How metadata from a content is structured in a hierarchical model

Every time that a content is ingested into Sidra platform, it will be stored some metadata of the content for tracking purposes and for having the information ready in order export the content.

The metadata stored from a content is organized in a set of elements related between them, that is called the 'metadata model'. The structure of the relationships between the elements of the metadata model is basically a hierarchy. These are the elements and the relationships between them:

  • Asset represents the content imported in Sidra. Each asset contains metadata information about the content, for example a unique identifier across the platform, the date of the asset, etc. Every asset is associated with an entity.
  • Entity defines the common properties of a group of assets in terms of structure of the content. Every content ingested will generate its own asset, but all the content that share the same structure will be associated to the same entity. Each entity contains metadata information about encoding, separators, null values management, etc. Each entity contains a set of Attributes and every entity belongs to a Provider.
  • Attribute defines the metadata information of a column of the content, for example the type of the values in the column, the order respect other columns of the same entity, the name, etc. It also contains information about how the content will be ingested into the Data Lake. Each attribute belongs to an Entity.
  • AttributeFormat defines a transformation of the values of a column in order to be ingested into the Data Lake. For example, it can be used when the content has a boolean value with the value represented as "1" or "0" and it will be stored in the Data Lake as "TRUE" or "FALSE". Each attribute format belongs to an attribute.
  • Provider is a logic set of entitys, usually representing content with the same origin. Each Provider belongs to a Data Storage Unit.
  • Data Storage Unit (DSU) is a logical and physical isolation of data inside the Data Lake. The set of all the DSUs conforms the Data Lake.
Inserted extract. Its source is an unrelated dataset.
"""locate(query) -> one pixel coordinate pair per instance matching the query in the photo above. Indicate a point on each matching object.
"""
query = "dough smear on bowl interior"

So the metadata model hierarchy is like following:

 1
 2
 3
 4
 5
 6
 7
 8
 9
10
11
Data Lake 
    |
Data Storage Unit 
    |
Provider 
    |
Entity <----- Asset
    |
Attribute
    |
AttributeFormat

When a new type of content wants to be added to the Data Lake, it is necessary to associate it with an entity that is integrated in the metadata model. If there are missing elements of the model, it is required to create them too:

  • The Data Lake is the sum of all the DSUs, so it is never required to create one.
  • The DSU is tight to the infrastructure and it is created in the deployment of Sidra. Unless it is required that the new type of content to be isolated physically to the rest of the data of the Data Lake, it will not be necessary to create a new DSU.
  • It will be definitely required to create a new entity.
  • It could be necessary to create a new provider if the new entity does not belong to any of the existing providers.
  • It will also be necessary to create several attributes, one for each field -or column- of the new type of content.
  • AttributeFormats are optional, it will depend on the need of the new attributes to be transformed.